Lex Fridman talks with Noam Chomsky about the deep nature of human language as an internal, biologically endowed system rather than merely an external set of noises. Chomsky explains that language is primarily a mechanism for thought and reasoning, and argues that human cognition has both scope and limits rooted in our biology. He draws on the history of science, from Galileo and Newton to quantum mechanics, to argue that some aspects of the world may remain forever unintelligible to us.

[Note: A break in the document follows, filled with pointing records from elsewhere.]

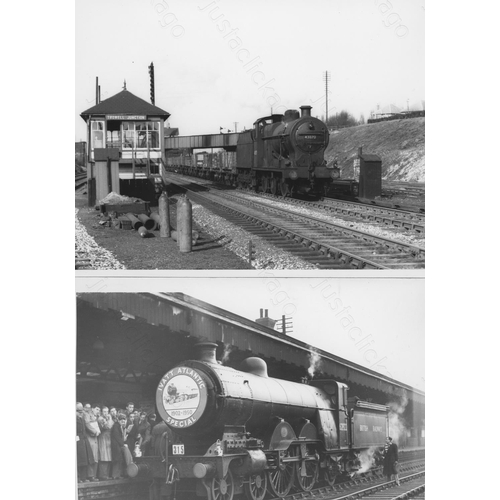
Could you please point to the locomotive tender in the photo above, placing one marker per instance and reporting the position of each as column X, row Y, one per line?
column 240, row 431
column 281, row 154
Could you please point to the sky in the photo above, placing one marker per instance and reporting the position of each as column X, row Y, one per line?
column 377, row 323
column 221, row 63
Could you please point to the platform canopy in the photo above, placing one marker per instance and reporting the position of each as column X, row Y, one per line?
column 176, row 315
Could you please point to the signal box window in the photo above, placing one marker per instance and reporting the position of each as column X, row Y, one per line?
column 97, row 134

He is sharply critical of deep learning and neural networks, calling them useful engineering but scientifically empty for understanding language. The conversation closes on human nature, institutions, mortality, and the self-created meaning of life.

Big reveals

  • Lex reveals the video recording of Chomsky was accidentally lost when the record button was pressed, leaving only audio.
  • Chomsky cites Marvin Minsky's Turing machine experiment suggesting any higher alien intelligence would at least share arithmetic.
  • Chomsky names 'structure dependence' as language's deepest, most puzzling property, where we ignore 100% of what we hear to compute on unheard structure.
  • Chomsky says a Google parser tells you 'zero, nothing' about human language, calling deep learning totally remote from science.
  • He argues deep learning would handle an impossible linear-proximity language even more easily than a real one, which is a scientific failure.
  • Chomsky calls the common belief that human intelligence can answer any question 'a very strange belief' for biological organisms.
  • Chomsky admits that as a 12-year-old he was terrified the universe would vanish if his consciousness disappeared.

Things worth remembering

  • Newton was astonished and distressed to prove there are no machines, that interaction occurs without contact, calling it 'totally absurd.'
  • Chomsky says science changed its goals after Newton, abandoning the search for an intelligible world and only seeking intelligible theories.
  • Descartes noted an infant shown a triangle sees a perfect triangle, not the imperfect figure actually drawn.
  • On a tachistoscope, people shown sequential lights perceive a single rigid object in motion rather than what is actually there.
  • Chomsky compares a brain-computer interface like Neuralink to a book, an expansion of cognition known for thousands of years.
  • Chomsky argues market systems are not part of human nature but 'a particular fact of a moment of modern history.'
  • In the 1950s language was regarded almost entirely as an external object outside the mind.
  • Chomsky says the significance of your life is something you create through your own activities, with no general answer.